The series will be: 2, 1, 1/2, 1/4, 1/8, ...
The absolute value of the common ratio is |1/2| = 1/2, which is less than 1. Therefore, this series is convergent.
To find the sum, we can use the formula:
S = a / (1 - r)
Substituting the values: S = 2 / (1 - 1/2) = 2 / (1/2) = 4
So, the sum of this series is 4.
2. Divergent series: A geometric series is divergent if the absolute value of the common ratio (|r|) is greater than or equal to 1. In other words, if |r| ≥ 1, the series diverges, and the terms increase without bound.

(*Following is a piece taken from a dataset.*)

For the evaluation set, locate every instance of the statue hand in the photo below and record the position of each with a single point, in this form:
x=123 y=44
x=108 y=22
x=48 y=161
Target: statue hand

Example: Let's consider the geometric series with the first term (a) of 3 and a common ratio (r) of 2.
The series will be: 3, 6, 12, 24, 48, ...
The absolute value of the common ratio is |2| = 2, which is greater than or equal to 1. Therefore, this series is divergent.
In a divergent series, there is no finite sum or a limit that the series tends towards. The terms of the series continue to grow indefinitely.
It's important to note that when |r| = 1, the series may either converge or diverge. To determine if it's convergent or divergent in such cases, further analysis or use of alternative methods is required.
In summary, to determine if a geometric series is convergent or divergent, check if the absolute value of the common ratio is less than 1 (convergent) or greater than or equal to 1 (divergent).